Pre-release 10 of PF2.0.0

Pre-release
Pre-release
Compare
Choose a tag to compare
@roblanf roblanf released this 13 Nov 05:27
· 18 commits to develop since this release

This pre-release has a number of new features. Please read the commit history for full details, but I will summarise them here.

  1. --all-states and --min-subset-size now apply to the rcluster algorithm.
    They operate as follows. We first run the rcluster algorithm as usual, and wait until it finishes. Following that, if either --all-states or --min-subset-size are used, we assess the final partitioning scheme to check whether any subsets fail either of those conditions. As soon as we find a subset that fails either of those conditions, we merge it with its nearest neighbour subset in the scheme, and we then repeat the searching process (we do things one at a time to avoid conflicts while merging subsets). Here, nearest neighbour is defined using the clustering weights that you used for the rcluster algorithm. Thus, the final merging works by trying to merge subsets that are too small or don't have all states present with other similar subsets.
  2. There is a new collection of models called Lie Markov models.
    Since none of these are implemented in RAxML, I suspect the 1Kite community won't be interested in these. If you are interested, you can read the commit message here: d9ae785
  3. There is a new variant of the rcluster algorithm: search = rclusterf;.
    DON'T WORRY, the rcluster algorithm (search = rcluster;) works the same as in pre-release 9. However, we now have a new algorithm: search = rclusterf;. In this algorithm, instead of just merging the best pair of subsets we find at each step of the algorithm, we merge all the subsets that improve the AICc/BIC score. This means we need many fewer steps of the algorithm. I have tested this on some 1Kite datasets, and so far it appears to get very similar AICc scores to the normal rcluster algorithm, and I suspect it will also be faster in many situations. However, I have not examined its performance exhaustively. So, if you have time to compare rcluster and rclusterf, I'd be interested in your findings. I will let you know when I know more about this algorithm.
  4. We now output a summary csv file for schemes.
    This file contains summaries of the best scheme at each step of the rcluster, rclusterf, hcluster, and greedy algorithms. This will only be written if you are not using -q/--quick.
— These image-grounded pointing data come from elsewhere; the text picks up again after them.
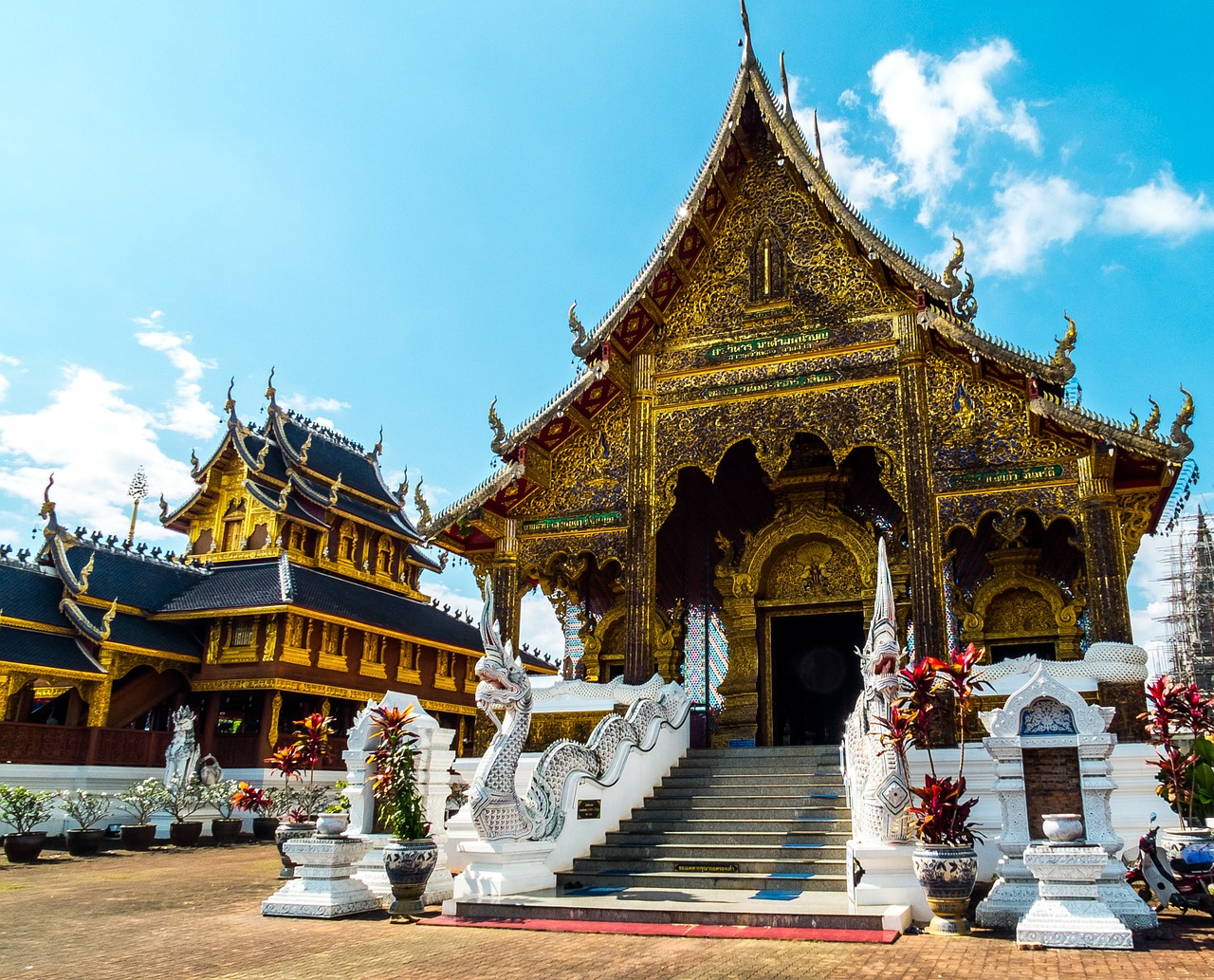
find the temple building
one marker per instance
(296, 590)
(779, 387)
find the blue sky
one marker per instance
(395, 203)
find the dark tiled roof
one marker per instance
(131, 578)
(46, 650)
(29, 593)
(230, 586)
(323, 593)
(173, 638)
(329, 459)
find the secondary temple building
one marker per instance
(296, 590)
(777, 387)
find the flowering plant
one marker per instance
(251, 798)
(942, 815)
(220, 796)
(310, 749)
(186, 798)
(394, 784)
(143, 798)
(83, 806)
(1182, 720)
(25, 809)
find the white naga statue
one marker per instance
(181, 757)
(497, 810)
(876, 780)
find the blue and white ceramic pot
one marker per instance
(408, 865)
(947, 877)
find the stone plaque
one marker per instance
(1052, 785)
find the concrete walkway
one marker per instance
(172, 914)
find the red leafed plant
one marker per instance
(942, 816)
(1182, 719)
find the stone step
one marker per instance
(724, 851)
(812, 793)
(662, 821)
(679, 837)
(750, 780)
(810, 910)
(674, 879)
(766, 809)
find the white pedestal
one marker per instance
(888, 877)
(503, 867)
(1069, 912)
(322, 887)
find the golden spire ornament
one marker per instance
(137, 490)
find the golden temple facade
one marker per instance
(779, 387)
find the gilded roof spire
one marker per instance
(783, 85)
(1067, 342)
(748, 53)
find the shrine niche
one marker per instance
(779, 387)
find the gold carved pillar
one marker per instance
(642, 585)
(506, 593)
(1108, 599)
(923, 523)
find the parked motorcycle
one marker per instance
(1184, 881)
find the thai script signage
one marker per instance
(746, 350)
(573, 523)
(1002, 477)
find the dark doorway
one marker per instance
(815, 676)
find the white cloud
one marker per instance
(862, 178)
(307, 406)
(94, 441)
(1032, 213)
(186, 411)
(929, 103)
(1160, 208)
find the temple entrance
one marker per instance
(815, 676)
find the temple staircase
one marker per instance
(751, 837)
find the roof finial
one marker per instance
(783, 85)
(1067, 342)
(748, 53)
(499, 430)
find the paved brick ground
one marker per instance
(172, 914)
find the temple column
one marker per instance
(1109, 602)
(642, 585)
(506, 592)
(923, 529)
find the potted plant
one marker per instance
(335, 819)
(186, 798)
(945, 861)
(411, 855)
(86, 807)
(141, 801)
(225, 828)
(1180, 720)
(260, 803)
(23, 810)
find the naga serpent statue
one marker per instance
(497, 810)
(876, 780)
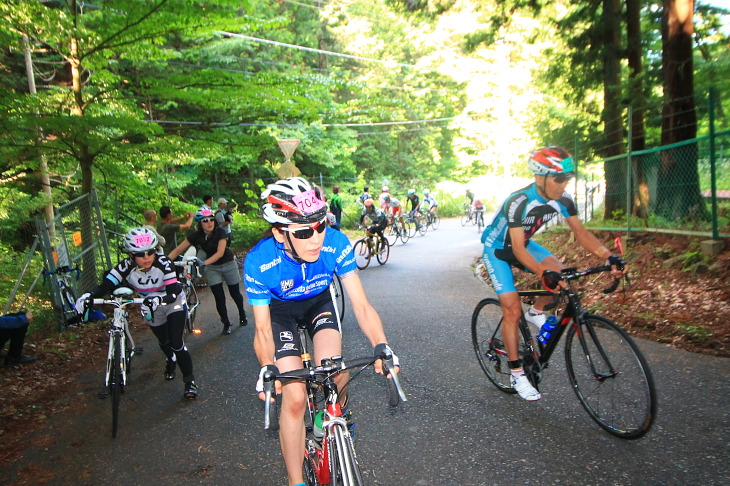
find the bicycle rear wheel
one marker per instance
(115, 383)
(383, 251)
(362, 254)
(486, 336)
(610, 377)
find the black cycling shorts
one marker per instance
(314, 314)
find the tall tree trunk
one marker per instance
(612, 123)
(85, 158)
(640, 199)
(678, 194)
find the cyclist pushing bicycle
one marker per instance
(507, 244)
(288, 275)
(154, 277)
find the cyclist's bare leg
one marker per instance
(291, 421)
(328, 343)
(553, 264)
(511, 312)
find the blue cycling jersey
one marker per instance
(528, 209)
(270, 273)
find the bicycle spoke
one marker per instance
(611, 377)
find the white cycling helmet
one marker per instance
(551, 160)
(138, 240)
(293, 201)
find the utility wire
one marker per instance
(320, 51)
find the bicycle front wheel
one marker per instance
(486, 336)
(345, 469)
(362, 254)
(383, 251)
(610, 377)
(115, 383)
(392, 234)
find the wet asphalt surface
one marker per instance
(456, 428)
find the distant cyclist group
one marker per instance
(288, 275)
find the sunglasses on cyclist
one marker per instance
(306, 233)
(560, 178)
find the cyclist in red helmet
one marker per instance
(507, 244)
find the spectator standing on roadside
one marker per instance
(336, 206)
(224, 218)
(13, 328)
(169, 225)
(208, 202)
(219, 264)
(150, 220)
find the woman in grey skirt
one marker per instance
(220, 265)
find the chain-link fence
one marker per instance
(74, 250)
(670, 188)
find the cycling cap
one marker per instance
(140, 239)
(293, 201)
(203, 212)
(550, 160)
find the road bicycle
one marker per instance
(417, 224)
(338, 295)
(121, 349)
(69, 316)
(397, 229)
(329, 454)
(606, 369)
(187, 270)
(371, 244)
(432, 220)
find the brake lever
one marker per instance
(390, 368)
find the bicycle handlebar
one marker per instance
(573, 274)
(329, 368)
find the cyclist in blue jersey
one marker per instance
(288, 276)
(507, 243)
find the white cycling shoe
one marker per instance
(524, 388)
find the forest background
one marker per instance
(154, 102)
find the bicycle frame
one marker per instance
(120, 328)
(572, 314)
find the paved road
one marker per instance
(456, 429)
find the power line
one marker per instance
(319, 51)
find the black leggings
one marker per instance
(171, 341)
(220, 301)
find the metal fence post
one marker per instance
(713, 181)
(629, 190)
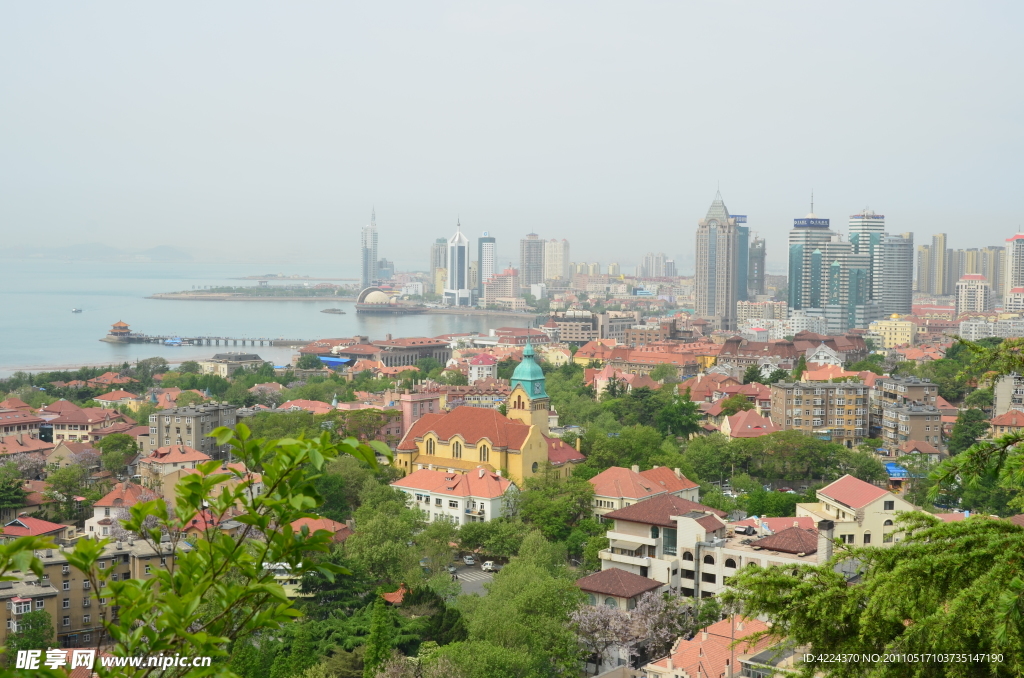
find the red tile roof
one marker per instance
(624, 482)
(852, 492)
(658, 510)
(473, 424)
(475, 482)
(619, 583)
(29, 526)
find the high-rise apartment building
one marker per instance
(457, 289)
(1015, 266)
(867, 230)
(718, 261)
(897, 272)
(530, 260)
(756, 267)
(973, 294)
(556, 259)
(368, 252)
(485, 246)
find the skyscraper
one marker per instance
(368, 252)
(457, 290)
(438, 261)
(897, 271)
(530, 260)
(1015, 265)
(756, 267)
(485, 256)
(556, 259)
(867, 229)
(717, 266)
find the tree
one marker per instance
(379, 644)
(12, 493)
(309, 362)
(64, 485)
(665, 373)
(35, 631)
(971, 425)
(117, 450)
(753, 375)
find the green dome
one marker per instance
(529, 374)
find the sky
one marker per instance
(267, 131)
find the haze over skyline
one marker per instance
(253, 130)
It's just a summary of what is written in the scheme summary files (in the /schemes folder). It is written to the /schemes folder.
  5. We include in the best_scheme.txt file a MrBayes block that specifies the partitioned model (or as close as we can get to the model) output by PartitionFinder.

These changes are not yet written into the manual, because the request for change 1 was that it be tested and released as soon as possible. I will update the manual at some point.